The last time George W. Bush stood firmly on his own two feet was his first year of junior high school. After that came elite private schools that welcomed him because of his family and a happy stint in the Texas Air National Guard, which allowed him to enlist for the same reason. His absolutely incompetent career in the oil business was financed by other people's money—people who didn't mind losing their cash as long as the money pit was managed by George Bush's son. That same qualification earned him the position of managing partner of the Texas Rangers, when wealthy men needed an important local name to front their purchase of the baseball team. This deal made Bush a multimillionaire—not because of his work or the lackluster team's ability, but through a clever exploitation of Texas taxpayers. When another group of wealthy men needed an important local name to run for governor to make sure that needy citizens never get easy access to tax dollars, Bush was again selected.

Shrub: The Short but Happy Political Life of George W. Bush—written by Molly Ivins, the Fort Worth Star-Telegram's well-known syndicated columnist, and Lou Dubose, editor of the excellent Texas Observer—traces George W.'s resistible rise from callow but likable college student to callow but likable presidential candidate and gives a fairly comprehensive review of his dismal accomplishments as governor of Texas.

Bush's success owes in part to his ability as an impressionist. In business, it was his father he was imitating. Like Dad, he moved to Midland, Texas, and went into the oil business. W., however, made money trading off his father's name, not finding oil.

But when he decided to run for governor in 1994, after suddenly discovering he was dedicated to public service, it would no longer do to promote himself as Daddy's little boy. He switched to an impression of the tough-as-leather Texan familiar to us from Westerns. This stage gimmick isn't always convincing, as Ivins notes: “For an upper-class white boy, Bush comes on way too hard-ass—at a guess, to make up for being an upper-class white boy.” In politics, Bush has always striven to keep people from noticing that he is an Ivy League-educated son of wealth and privilege, whose uncles are powers on Wall Street and whose 13th cousin, once removed, is Queen Elizabeth.

In going from state to national politics, he has kept the twang but moved on to an impression of a man who has been directing the government of a large state for six years. As a guide to Texas politics and its peculiar “weak-governor system,” Shrub is invaluable. “The single most common misconception about George W. is that he has been running a large state for the past six years,” Ivins writes. “Although the governor does have the power to call out the militia in the case of an Indian uprising, by constitutional arrangement the governor of Texas is actually the fifth-most-powerful statewide office: behind lieutenant governor, attorney general, comptroller and land commissioner.” Most of the powers normally associated with a governor belong to Texas' lieutenant governor.

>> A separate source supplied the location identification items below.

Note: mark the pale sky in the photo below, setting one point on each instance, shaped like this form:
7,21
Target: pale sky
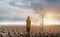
17,11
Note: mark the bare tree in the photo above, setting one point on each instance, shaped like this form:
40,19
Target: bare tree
41,11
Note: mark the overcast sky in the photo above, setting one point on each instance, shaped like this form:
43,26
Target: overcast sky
18,10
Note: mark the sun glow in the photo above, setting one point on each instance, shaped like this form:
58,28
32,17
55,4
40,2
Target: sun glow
48,19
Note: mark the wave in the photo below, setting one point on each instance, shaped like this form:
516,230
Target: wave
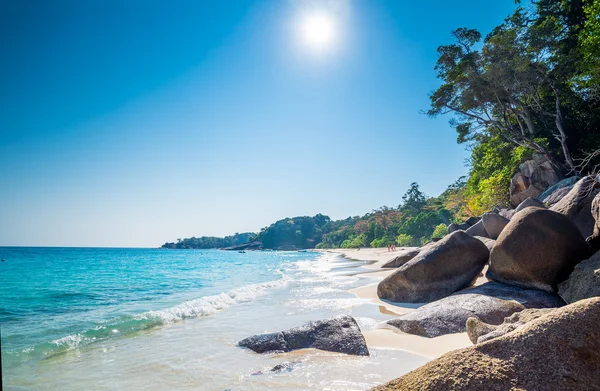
203,306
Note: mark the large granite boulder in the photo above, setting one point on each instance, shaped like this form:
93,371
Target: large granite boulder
489,243
584,282
439,270
558,351
490,302
534,177
493,224
568,182
577,205
479,331
538,249
339,334
478,229
558,195
528,203
403,257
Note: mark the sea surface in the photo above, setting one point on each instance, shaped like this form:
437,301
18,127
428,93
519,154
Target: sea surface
153,319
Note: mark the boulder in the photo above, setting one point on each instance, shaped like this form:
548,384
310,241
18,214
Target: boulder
584,282
530,192
471,221
479,331
557,196
490,302
478,230
339,334
507,213
538,249
527,203
442,268
494,224
558,351
577,205
456,227
403,257
519,183
489,243
568,182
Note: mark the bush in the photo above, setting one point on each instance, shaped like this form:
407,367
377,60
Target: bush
440,231
404,240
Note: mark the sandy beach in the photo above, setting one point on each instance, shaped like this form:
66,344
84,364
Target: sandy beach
387,337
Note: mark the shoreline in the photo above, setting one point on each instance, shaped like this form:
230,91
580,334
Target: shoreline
387,337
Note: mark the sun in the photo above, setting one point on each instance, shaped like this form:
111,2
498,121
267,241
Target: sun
318,30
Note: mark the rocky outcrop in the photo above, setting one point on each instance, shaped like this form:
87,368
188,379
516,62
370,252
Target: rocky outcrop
403,257
439,270
478,229
558,351
528,203
538,249
568,182
489,243
479,331
534,177
493,224
584,282
339,334
558,195
490,302
577,205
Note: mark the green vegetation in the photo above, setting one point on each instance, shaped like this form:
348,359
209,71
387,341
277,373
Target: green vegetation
206,242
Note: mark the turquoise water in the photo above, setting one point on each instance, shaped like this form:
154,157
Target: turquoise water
56,299
82,319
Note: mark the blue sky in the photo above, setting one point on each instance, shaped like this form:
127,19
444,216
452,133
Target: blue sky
134,123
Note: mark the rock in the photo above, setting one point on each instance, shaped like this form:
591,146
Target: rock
490,302
530,192
557,196
577,205
489,243
479,331
339,334
527,203
476,328
444,267
538,249
584,282
403,257
519,183
493,224
558,351
568,182
507,213
456,227
478,230
471,221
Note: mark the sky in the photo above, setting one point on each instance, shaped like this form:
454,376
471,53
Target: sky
132,123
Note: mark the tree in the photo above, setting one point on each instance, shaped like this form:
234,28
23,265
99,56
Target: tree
413,201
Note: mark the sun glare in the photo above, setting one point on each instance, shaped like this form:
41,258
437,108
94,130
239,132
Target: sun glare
318,31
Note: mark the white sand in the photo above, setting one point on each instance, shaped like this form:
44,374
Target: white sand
389,338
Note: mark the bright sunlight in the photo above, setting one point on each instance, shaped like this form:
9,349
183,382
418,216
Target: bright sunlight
318,31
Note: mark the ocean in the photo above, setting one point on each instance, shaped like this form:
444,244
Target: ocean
154,319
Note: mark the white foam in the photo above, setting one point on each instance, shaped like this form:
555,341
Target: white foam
209,305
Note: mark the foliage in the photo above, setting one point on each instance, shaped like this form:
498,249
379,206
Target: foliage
440,231
206,242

So how has such a person been able to attract record-shattering amounts of money to run for president? It's because he knows he owes his political life to big corporate money and acts accordingly. As Ivins rather indelicately sums it up, “he's a CEO's wet dream. He carries their water, he's stumpbroke —however you want to put it, George W. Bush is a wholly owned subsidiary of corporate America.”

Al Gore: A User's Manual by Alexander Cockburn and Jeffrey St. Clair; Verso. 284 pages, hardcover, $23; Shrub: The Short but Happy Political Life of George W. Bush by Molly Ivins and Lou Dubose; Random House. 179 pages, hardcover, $19.95.